HerrDingenz opened this issue · comments

What problem will this solve?
I have an issue with Visual Studio projects using "c++latest" and precompiled headers. Visual Studio has some new options for projects regarding their C++modules which can be found in the project's properties under C/C++ -> Language. They are Enable Experimental C++ Standard Library Modules and Build ISO C++23 Standard Library Modules.

Whenever I make changes to the premake script and regenerate the project these options are set to the standard (enabled) and the code won't compile because of missing include of my precompiled header in their files. I always have to manually set those options again after generating the solution/project.

What might be a solution?
Two new commands for the premake lua script that describes the project which can be used to set those values.

enablemodules "yes"
buildstlmodules "yes"
enablemodules "no"
buildstlmodules "no"

This way I can set those values already when generating the project via premake.

What other alternatives have you already considered?
I don't see any alternatives, but to set those values manually in the project settings.

Anything else we should know?
Not really.

Can you share which settings that you are toggling so we can hunt down what in the project file would need to change?

Yeah sure.

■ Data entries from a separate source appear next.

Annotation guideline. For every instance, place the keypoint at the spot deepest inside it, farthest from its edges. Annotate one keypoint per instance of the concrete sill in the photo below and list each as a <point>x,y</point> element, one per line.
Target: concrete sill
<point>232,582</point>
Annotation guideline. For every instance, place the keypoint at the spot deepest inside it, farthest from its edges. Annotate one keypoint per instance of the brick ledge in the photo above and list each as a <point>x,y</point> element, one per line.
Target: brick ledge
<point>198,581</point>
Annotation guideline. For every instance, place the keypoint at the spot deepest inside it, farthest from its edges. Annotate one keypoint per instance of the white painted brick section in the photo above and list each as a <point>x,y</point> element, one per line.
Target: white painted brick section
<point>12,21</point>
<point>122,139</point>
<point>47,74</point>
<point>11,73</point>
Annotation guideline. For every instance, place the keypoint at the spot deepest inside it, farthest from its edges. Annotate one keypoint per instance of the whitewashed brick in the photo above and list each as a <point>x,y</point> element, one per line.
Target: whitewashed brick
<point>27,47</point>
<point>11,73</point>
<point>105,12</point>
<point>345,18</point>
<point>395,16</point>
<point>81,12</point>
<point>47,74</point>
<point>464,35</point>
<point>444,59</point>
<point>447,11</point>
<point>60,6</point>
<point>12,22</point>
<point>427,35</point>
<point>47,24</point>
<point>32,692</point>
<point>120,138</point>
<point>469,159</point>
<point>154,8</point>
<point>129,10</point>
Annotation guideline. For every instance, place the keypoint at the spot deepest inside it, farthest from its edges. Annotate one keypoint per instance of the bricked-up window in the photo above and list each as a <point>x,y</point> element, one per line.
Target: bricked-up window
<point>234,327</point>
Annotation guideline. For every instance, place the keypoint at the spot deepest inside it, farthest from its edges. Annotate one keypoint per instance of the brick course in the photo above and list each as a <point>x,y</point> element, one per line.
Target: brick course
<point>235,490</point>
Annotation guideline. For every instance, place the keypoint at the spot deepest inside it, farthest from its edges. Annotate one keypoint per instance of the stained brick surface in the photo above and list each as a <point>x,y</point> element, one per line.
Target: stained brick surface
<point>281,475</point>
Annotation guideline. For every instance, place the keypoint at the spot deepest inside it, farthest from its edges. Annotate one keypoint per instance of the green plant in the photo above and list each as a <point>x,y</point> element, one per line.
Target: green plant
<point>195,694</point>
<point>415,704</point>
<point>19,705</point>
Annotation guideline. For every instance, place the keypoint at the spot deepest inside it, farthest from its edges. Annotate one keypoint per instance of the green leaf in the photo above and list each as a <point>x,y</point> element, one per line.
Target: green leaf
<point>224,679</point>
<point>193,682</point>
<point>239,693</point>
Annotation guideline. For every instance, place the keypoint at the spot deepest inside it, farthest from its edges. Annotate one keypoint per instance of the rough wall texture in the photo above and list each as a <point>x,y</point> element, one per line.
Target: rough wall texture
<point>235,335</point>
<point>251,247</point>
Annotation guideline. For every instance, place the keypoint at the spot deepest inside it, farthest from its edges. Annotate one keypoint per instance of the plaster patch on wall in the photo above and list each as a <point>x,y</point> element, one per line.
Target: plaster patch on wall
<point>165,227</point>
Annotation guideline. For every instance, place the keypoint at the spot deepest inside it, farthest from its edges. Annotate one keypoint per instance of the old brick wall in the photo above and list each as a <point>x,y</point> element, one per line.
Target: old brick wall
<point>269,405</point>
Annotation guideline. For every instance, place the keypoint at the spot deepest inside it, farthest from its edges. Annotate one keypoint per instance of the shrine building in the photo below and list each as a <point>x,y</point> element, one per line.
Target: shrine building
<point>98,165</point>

They are - like stated in my opening post - inside the Project settings under C/C++ -> Language
module_settings
Inside the project file itself it creates this

<ClCompile>
   ....
   <BuildStlModules>false</BuildStlModules>
</ClCompile>

when the option is set to No.

commented

I'm also stuck right now with this, it would be great to see this implemented soon

Edit: Got them working fine. As a temporary measure, add this:

require('vstudio')

local p = premake
local m = p.vstudio.vc2010

m.elements.clCompile = function(cfg)
	local calls = {
        function(cfg)
            m.element("ScanSourceForModuleDependencies", nil, "true");
        end,
        function(cfg)
            m.element("EnableModules", nil, "true");
        end,
        function(cfg)
            m.element("BuildStlModules", nil, "true");
        end,
		m.precompiledHeader,
		m.warningLevel,
		m.treatWarningAsError,
		m.disableSpecificWarnings,
		m.treatSpecificWarningsAsErrors,
		m.basicRuntimeChecks,
		m.clCompilePreprocessorDefinitions,
		m.clCompileUndefinePreprocessorDefinitions,
		m.clCompileAdditionalIncludeDirectories,
		m.clCompileAdditionalUsingDirectories,
		m.forceIncludes,
		m.debugInformationFormat,
		m.optimization,
		m.functionLevelLinking,
		m.intrinsicFunctions,
		m.justMyCodeDebugging,
		m.supportOpenMP,
		m.minimalRebuild,
		m.omitFramePointers,
		m.stringPooling,
		m.runtimeLibrary,
		m.omitDefaultLib,
		m.exceptionHandling,
		m.runtimeTypeInfo,
		m.bufferSecurityCheck,
		m.treatWChar_tAsBuiltInType,
		m.floatingPointModel,
		m.floatingPointExceptions,
		m.inlineFunctionExpansion,
		m.enableEnhancedInstructionSet,
		m.multiProcessorCompilation,
		m.additionalCompileOptions,
		m.compileAs,
		m.callingConvention,
		m.languageStandard,
		m.languageStandardC,
		m.conformanceMode,
		m.structMemberAlignment,
		m.useFullPaths,
		m.removeUnreferencedCodeData,
		m.compileAsWinRT,
		m.externalWarningLevel,
		m.externalAngleBrackets,
		m.scanSourceForModuleDependencies,
		m.useStandardPreprocessor,
	}

	if cfg.kind == p.STATICLIB then
		table.insert(calls, m.programDatabaseFileName)
	end

	return calls
end

There's probably a better way (overriding) but it's not as straight forward as just replacing the function.

I've got some time to sink my teeth into it, so I should be able to do that this week.